A radium release hitch is a load-releasing hitch using 3:1 mechanical advantage which is used in a two-rope technical rescue system. The Radium Release Hitch allows a load to be transferred from one rope to another and is commonly rigged into the belay line prior to the operation of a two-rope technical rescue system.

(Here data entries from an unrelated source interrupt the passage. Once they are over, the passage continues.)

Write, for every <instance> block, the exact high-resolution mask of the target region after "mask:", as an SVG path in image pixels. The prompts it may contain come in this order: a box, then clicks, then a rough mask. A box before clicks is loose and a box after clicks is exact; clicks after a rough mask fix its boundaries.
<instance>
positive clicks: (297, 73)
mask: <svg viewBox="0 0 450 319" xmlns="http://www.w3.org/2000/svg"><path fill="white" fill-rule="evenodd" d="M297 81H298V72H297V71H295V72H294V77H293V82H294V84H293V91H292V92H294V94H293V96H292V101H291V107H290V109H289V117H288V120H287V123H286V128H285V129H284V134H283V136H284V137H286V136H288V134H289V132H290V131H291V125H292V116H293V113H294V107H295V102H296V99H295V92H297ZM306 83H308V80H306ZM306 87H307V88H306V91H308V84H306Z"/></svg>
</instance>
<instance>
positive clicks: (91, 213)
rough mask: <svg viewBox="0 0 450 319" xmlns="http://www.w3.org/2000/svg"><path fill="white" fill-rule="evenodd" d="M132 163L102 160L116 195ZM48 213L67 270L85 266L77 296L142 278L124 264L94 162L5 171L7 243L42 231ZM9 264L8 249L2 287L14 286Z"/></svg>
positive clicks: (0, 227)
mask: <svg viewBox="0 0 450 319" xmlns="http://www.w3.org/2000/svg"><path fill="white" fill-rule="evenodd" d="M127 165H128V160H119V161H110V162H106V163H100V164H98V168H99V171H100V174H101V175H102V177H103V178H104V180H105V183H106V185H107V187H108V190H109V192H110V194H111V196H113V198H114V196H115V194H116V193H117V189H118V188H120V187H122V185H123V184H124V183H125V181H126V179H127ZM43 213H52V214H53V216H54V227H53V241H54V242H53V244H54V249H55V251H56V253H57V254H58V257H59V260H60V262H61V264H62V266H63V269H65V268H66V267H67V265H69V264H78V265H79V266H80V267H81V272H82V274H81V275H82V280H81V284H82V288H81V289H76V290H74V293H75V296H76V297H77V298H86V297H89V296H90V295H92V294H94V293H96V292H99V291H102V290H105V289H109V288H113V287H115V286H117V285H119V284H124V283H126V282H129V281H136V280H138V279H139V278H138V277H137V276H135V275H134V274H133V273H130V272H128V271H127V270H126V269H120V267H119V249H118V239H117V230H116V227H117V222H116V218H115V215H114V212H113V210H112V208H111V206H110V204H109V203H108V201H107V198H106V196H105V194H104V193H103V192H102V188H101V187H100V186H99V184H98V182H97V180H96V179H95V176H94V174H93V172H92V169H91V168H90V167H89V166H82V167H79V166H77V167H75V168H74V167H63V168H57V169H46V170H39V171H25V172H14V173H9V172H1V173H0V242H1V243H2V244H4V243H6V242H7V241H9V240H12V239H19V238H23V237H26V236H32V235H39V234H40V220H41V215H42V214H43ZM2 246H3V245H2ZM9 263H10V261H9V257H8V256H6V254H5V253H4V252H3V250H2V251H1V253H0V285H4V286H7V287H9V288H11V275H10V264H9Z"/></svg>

A radium release hitch is typically tied with 10 meters of 8mm rope and two locking carabiners. A reasonable length for the hitch (distance between the 2 carabiners) is 10 to 15 cm.

== History ==
The Radium Release Hitch was developed by Kirk Mauthner (who lives near Radium Hot Springs, hence the name) as a result of the extensive comparative analysis of release devices undertaken during 1997 through 1999

== Usage ==
- Passing knots
- Untensioning a locked lowering device or locked up prussiks.

== Tying ==
- Tie a figure 8 on a bight at one end of the cord and clip it into the load carabiner on its spine side.
- Clip the standing part of the rope through the anchor carabiner and back down through the load carabiner; bring the rope back up to the anchor carabiner.
- Tie a Munter hitch on its gate side of the anchor carabiner. Ensure that the Munter hitch is in the release position with the in-feed rope toward the gate side of the carabiner
- Secure the Radium Release Hitch using a bight to tie a half hitch on a bight around the entire stem below the Munter hitch, and then back it up with an overhand on a bight knot again around the entire stem.
- Tie a figure 8 on a bight at the other end, and clip it to a secure anchor.